Oireachtas Joint and Select Committees
Thursday, 14 December 2017
Joint Oireachtas Committee on Future of Mental Health Care
Mental Health Services: Discussion
10:00 am
Dr. Brendan O'Shea:
This is the inverse care law at work. There was a question on deprivation weightings which we did not address. We can wait for as long as we like for the new general practice contract - and I do not know if it will ever happen - but in the current system the same payment is involved for one of Dr. O'Brien's affluent cases in Castleknock and one of his or Dr. McGinnity's medical card patients in Mulhuddart. A mechanism exists, at the flick of a switch in GMS under the primary care reimbursement system, to put in community deprivation weightings.
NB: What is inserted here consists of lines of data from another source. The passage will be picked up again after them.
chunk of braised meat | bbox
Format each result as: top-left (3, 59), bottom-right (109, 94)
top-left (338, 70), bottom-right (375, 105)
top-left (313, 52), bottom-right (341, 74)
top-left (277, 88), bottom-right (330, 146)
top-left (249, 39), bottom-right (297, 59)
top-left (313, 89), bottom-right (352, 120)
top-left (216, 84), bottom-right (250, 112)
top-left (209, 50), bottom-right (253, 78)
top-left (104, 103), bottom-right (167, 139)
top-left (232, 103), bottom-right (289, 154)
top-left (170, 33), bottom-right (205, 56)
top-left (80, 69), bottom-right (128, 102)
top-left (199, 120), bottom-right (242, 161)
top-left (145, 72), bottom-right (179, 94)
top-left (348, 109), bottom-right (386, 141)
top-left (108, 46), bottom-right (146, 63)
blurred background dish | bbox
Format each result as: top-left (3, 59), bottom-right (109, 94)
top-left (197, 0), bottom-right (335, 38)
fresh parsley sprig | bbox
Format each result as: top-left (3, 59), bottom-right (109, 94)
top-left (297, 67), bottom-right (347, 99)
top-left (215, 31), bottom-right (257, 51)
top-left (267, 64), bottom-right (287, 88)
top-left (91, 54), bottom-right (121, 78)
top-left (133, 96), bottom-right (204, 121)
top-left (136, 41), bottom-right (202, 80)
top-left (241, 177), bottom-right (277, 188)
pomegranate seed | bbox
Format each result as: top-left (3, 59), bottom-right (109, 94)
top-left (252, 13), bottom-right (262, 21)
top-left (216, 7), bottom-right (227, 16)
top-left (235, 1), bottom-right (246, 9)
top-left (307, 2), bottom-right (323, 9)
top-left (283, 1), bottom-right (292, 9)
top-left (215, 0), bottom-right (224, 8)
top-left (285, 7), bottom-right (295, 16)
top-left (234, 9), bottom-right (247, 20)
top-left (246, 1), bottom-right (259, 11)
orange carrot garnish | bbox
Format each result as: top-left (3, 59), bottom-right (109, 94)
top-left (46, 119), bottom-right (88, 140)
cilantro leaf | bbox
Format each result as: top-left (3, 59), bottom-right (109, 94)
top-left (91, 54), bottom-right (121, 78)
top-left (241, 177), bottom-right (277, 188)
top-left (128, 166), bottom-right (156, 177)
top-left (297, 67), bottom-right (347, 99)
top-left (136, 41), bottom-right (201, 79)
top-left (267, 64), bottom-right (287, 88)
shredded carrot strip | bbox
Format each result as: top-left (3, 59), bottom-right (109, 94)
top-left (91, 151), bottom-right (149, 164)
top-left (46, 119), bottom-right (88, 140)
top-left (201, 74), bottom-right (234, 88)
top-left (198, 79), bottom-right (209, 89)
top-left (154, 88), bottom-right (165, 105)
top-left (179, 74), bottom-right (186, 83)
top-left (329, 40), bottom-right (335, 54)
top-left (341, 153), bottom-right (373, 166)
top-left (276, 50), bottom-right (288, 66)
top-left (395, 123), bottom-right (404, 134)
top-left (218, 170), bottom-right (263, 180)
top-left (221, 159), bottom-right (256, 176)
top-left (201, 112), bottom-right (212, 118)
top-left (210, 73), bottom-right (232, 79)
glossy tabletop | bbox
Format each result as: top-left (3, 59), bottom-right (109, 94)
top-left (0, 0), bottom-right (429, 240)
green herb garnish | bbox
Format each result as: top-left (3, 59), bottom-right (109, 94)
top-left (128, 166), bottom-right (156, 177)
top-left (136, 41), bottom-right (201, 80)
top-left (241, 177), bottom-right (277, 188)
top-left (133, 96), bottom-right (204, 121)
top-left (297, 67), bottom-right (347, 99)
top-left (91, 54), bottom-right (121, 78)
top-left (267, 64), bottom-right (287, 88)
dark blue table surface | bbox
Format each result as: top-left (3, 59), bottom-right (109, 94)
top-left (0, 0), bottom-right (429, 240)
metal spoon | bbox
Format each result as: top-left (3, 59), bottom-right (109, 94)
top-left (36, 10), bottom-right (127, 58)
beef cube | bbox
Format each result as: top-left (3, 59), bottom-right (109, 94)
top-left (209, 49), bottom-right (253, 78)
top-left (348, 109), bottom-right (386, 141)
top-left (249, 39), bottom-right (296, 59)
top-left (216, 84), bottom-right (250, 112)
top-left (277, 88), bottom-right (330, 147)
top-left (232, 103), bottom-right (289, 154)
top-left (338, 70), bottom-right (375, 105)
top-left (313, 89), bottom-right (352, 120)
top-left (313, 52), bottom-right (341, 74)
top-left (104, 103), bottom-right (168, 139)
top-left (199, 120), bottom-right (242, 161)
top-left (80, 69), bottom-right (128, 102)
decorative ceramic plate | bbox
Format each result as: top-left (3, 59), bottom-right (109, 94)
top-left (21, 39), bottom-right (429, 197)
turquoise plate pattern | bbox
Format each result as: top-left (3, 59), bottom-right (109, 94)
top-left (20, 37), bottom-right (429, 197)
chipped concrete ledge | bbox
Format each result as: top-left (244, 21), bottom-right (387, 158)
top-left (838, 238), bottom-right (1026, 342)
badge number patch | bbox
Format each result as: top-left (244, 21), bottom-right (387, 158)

The HSE has the technology to do that and it can use Health Atlas Ireland for this as it has information about background levels of deprivation in communities and can map the pre-existing resources. When they do this, all the places like Mulhuddart light up so without any new contract they could crank up the payment level and Dr. McGinnity would get €227 per year for looking after a medical card patient, rather than the current €156 per year. I refer the committee to the work of our colleagues of the Dublin Deep End group, which is a group of GPs including Dr. McGinnity and Professor Susan Smith, for more information about this. Deprivation weightings would be very easy to switch on without a new contract if we had the will to do it.
Actions could be taken to ensure more practice nurses and GPs. We fully subscribe to the idea of connectedness in the middle and bottom part of the pyramid and the general practice sector will move rapidly in this respect, though we have doubts about the ability of the HSE to move rapidly on anything.